I’ve visited Canada Blooms almost every year since it began; often as a volunteer, sometimes as a civilian. After a few start-up pains (like that first year way out by the airport) and a few glory years (remember Janet Rosenberg’s spectacular garden designs for Loblaws?), Canada’s largest indoor garden show has settled into something of a safe middle age – and, as a safely middle-aged woman, I can say that without rancour.
This year’s theme is Flower Power. I love reading the judges’ comments on floral designs at flower shows. One of them this year had this Canada Blooms pegged just right, “Flower Power is there, but does not stir our imagination.”
Well, that’s not exactly fair. With Canada Blooms, I’m like those weather-beaten British folk in Bill Bryson‘s Notes from a Small Island: “Oh well; mustn’t grumble.”
Here in the first of a series of posts (in random order) are some of the reasons why.

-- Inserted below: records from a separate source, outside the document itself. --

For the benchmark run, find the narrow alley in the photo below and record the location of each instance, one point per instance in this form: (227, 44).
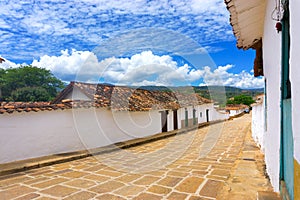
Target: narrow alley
(220, 161)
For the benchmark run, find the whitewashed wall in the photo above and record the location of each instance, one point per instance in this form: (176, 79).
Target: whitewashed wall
(258, 124)
(295, 73)
(272, 71)
(35, 134)
(28, 135)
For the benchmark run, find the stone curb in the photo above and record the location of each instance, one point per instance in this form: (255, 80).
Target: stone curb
(33, 163)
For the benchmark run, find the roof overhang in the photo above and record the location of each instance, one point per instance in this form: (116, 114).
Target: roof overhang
(247, 21)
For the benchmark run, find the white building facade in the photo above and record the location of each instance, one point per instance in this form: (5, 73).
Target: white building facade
(276, 122)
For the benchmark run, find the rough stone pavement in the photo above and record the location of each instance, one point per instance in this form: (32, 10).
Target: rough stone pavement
(220, 161)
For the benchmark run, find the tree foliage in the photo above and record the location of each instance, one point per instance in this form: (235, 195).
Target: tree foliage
(241, 99)
(28, 83)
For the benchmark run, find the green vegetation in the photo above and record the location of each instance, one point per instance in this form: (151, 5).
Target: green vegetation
(219, 94)
(28, 83)
(241, 99)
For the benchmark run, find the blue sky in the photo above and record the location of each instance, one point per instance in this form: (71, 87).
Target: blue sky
(142, 42)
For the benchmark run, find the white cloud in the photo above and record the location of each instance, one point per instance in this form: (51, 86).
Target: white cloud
(143, 68)
(8, 64)
(221, 76)
(41, 27)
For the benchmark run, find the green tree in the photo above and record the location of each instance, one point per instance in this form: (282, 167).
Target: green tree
(15, 82)
(30, 94)
(241, 99)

1. The Early Morning Tours
Sarah and I visited on the morning of opening day, and we did it via the only way to travel, an early morning tour. Starting at 8 am, it gives spring-starved gardeners like us a two-hour headstart on the hordes that will arrive at 10, all with the benefit of a Master Gardener (in our case, the pleasant Brigid O’Reilly, right) as a guide in groups of about 6-10 people.
Having volunteered for six years as Master Gardener myself (four as a tour guide at Canada Blooms), I know how great the tours can be.

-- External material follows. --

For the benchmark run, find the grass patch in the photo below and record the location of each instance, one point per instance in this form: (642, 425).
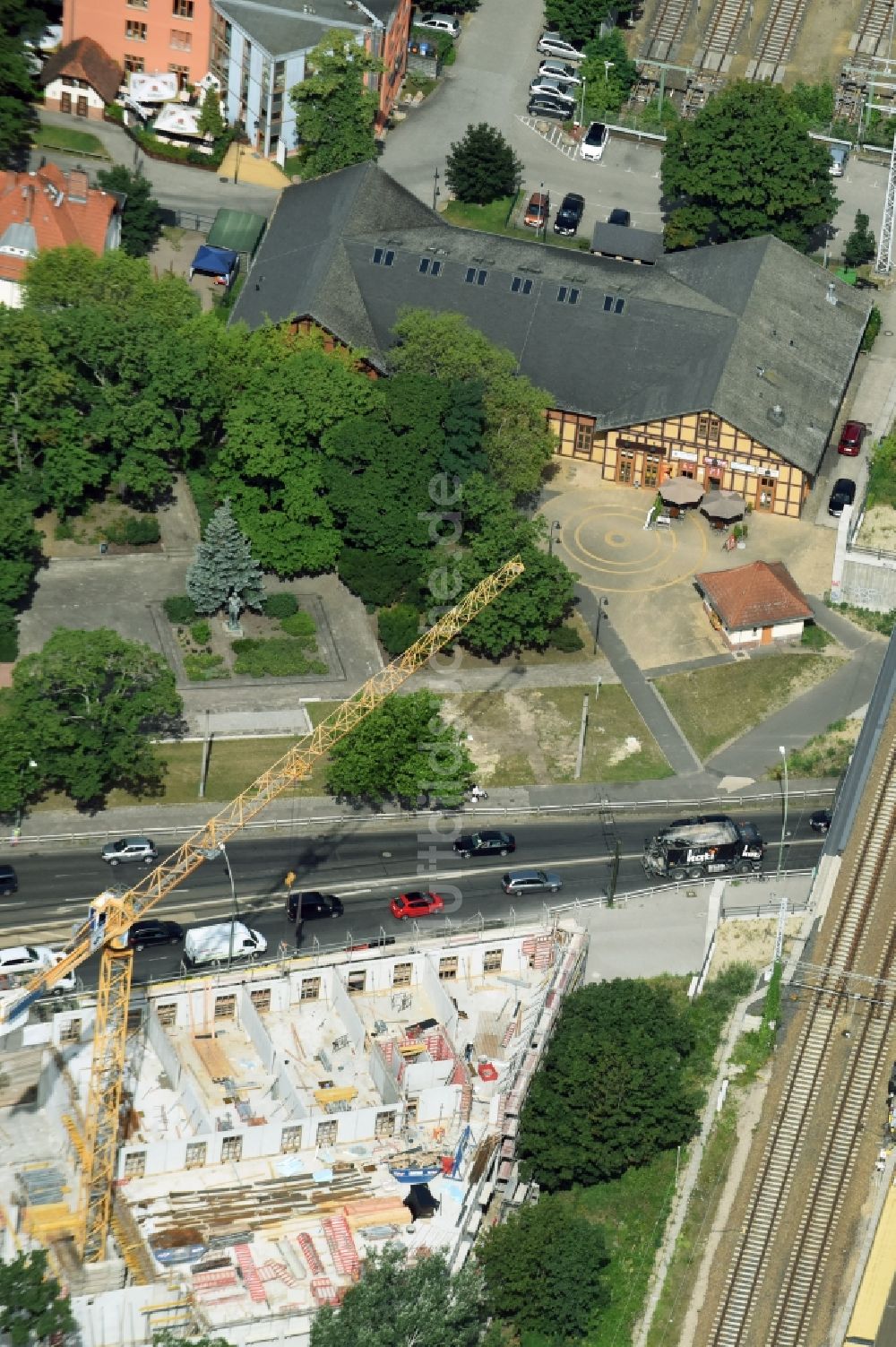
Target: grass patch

The most wonder-filled part of my experience as a guide was our orientation by the show’s General Manager the day before opening. Held while earth movers are still shifting tonnes of earth or towering trees in full leaf and while designers are solving last-minute glitches in their exhibits, it was like being backstage at a blockbuster Broadway show during the technical dress rehearsal.

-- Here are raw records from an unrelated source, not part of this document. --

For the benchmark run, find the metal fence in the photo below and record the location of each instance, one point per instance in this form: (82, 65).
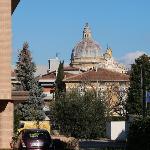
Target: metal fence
(102, 145)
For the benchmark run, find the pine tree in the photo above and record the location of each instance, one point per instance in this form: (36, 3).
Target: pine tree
(32, 108)
(139, 83)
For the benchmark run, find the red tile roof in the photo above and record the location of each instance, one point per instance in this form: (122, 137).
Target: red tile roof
(52, 75)
(99, 75)
(69, 68)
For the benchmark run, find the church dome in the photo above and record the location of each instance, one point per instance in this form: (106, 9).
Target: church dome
(87, 47)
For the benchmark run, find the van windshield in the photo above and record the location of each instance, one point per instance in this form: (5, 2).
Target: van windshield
(36, 134)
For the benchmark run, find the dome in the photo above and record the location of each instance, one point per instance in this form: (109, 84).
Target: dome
(87, 47)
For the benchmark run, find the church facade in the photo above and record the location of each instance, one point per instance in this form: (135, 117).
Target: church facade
(86, 55)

We saw the magic being made, got all the dirt on all the dirt, and mapped out our scripts for the tours we’d volunteered for.
Being there at 8 am on opening day with a guide who has just gone though this is the next-best thing. The flowers are still fresh, the hyacinths are at their peak, and you still get to see exhibitors scurrying around putting on their finishing touches.
Just one thing. Don’t tell anyone about the tours. Let’s keep it our secret, okay?